Confronting American Medicine
What makes our health care industry simultaneously crushingly expensive and sickeningly inept are four characteristics of American society that our health care industry mirrors: We are death denying, individualistic, technologically driven, and wasteful. Does this mean the pandemic has a silver lining? Perhaps we can now at least talk about death, put public health on par with individual medical care, recognize that we cannot rely on technology to save us (although our childlike faith that the pharmaceutical industry will find an effective vaccine soon suggests this faith will not easily be challenged), and stop wasting money on medicine that does not improve the quality of our lives. Perhaps. These are all conversations that are worth having.

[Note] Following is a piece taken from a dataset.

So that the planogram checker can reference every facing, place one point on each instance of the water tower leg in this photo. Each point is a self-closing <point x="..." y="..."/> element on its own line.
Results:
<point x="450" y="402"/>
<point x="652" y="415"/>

The Universal Declaration of Human Rights, which includes the right to health, imposes on governments the obligation to make the right to health a reality. In the United States, the language of the market has historically overwhelmed the language of human rights, especially the right to health—which has been deformed into the right to accumulate and retain wealth in an increasingly unequal, unfair, and lethal society.
Reforming a corrupt health care system and redistributing income to provide quality care to all, regardless of ability to pay, race, gender, or religion, or any other characteristic used to discriminate, will be no easy task. In the midst of the worst global pandemic in a century, and a continuing epidemic of racism, there is at least some reason to believe that the duality of human rights and health may emerge as a more powerful pair than rights and money. The challenge, as Bob Dylan put it to describe his Frankenstein-like project to build a new version of his former girlfriend from dead body parts: Our new health care industry must be constructed “with decency and common sense” (from “My Own Version of You,” 2020).